DriveVLM: The Convergence of Autonomous Driving and Large Vision-Language Models
This addresses the challenge of handling unpredictable driving conditions for autonomous vehicles, though it appears incremental by integrating existing VLMs with traditional methods.
The paper tackles the problem of understanding complex urban driving scenarios by introducing DriveVLM, an autonomous driving system that uses Vision-Language Models for scene understanding and planning, and DriveVLM-Dual, a hybrid system combining it with traditional pipelines, showing efficacy in datasets and real-world deployment.
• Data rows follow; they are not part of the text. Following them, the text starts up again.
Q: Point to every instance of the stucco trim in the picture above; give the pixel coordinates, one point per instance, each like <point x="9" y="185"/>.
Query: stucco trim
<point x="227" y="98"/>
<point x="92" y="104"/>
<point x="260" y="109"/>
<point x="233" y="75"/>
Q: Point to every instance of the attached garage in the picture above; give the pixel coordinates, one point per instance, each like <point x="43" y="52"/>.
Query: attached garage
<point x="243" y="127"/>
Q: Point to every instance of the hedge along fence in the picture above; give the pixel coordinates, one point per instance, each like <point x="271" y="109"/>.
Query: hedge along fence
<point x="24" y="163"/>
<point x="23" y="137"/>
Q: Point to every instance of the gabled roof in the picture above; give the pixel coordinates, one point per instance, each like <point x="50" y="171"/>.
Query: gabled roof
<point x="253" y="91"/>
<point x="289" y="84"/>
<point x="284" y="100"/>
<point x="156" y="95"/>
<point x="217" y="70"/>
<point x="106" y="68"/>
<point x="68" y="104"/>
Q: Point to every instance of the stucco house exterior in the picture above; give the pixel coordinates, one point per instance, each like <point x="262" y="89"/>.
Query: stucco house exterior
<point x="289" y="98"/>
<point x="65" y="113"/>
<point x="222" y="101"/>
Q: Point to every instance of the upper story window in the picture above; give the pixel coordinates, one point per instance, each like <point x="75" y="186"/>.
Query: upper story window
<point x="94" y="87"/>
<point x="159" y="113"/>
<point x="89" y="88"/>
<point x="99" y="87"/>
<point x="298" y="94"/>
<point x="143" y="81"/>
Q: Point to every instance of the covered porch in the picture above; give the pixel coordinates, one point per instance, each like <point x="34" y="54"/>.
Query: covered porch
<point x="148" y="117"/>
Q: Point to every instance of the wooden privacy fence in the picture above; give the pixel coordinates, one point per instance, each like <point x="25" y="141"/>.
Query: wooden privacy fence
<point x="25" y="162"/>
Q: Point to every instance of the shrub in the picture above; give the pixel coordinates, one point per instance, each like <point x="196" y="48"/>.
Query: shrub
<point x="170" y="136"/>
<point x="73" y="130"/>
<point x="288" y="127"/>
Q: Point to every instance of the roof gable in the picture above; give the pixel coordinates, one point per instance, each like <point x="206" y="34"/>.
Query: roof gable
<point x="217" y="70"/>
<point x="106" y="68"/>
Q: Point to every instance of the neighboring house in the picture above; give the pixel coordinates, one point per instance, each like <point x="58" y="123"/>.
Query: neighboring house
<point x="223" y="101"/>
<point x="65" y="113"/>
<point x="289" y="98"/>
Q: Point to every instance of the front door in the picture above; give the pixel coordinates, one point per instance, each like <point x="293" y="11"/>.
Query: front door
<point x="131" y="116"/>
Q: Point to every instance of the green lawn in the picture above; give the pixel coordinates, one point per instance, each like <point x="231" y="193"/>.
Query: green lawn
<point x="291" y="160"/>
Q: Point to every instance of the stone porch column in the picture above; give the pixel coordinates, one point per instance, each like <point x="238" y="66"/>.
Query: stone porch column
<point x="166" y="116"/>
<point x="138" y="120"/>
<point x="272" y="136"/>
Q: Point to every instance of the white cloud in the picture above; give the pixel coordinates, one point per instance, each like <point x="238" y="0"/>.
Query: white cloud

A primary hurdle of autonomous driving in urban environments is understanding complex and long-tail scenarios, such as challenging road conditions and delicate human behaviors. We introduce DriveVLM, an autonomous driving system leveraging Vision-Language Models (VLMs) for enhanced scene understanding and planning capabilities. DriveVLM integrates a unique combination of reasoning modules for scene description, scene analysis, and hierarchical planning. Furthermore, recognizing the limitations of VLMs in spatial reasoning and heavy computational requirements, we propose DriveVLM-Dual, a hybrid system that synergizes the strengths of DriveVLM with the traditional autonomous driving pipeline. Experiments on both the nuScenes dataset and our SUP-AD dataset demonstrate the efficacy of DriveVLM and DriveVLM-Dual in handling complex and unpredictable driving conditions. Finally, we deploy the DriveVLM-Dual on a production vehicle, verifying it is effective in real-world autonomous driving environments.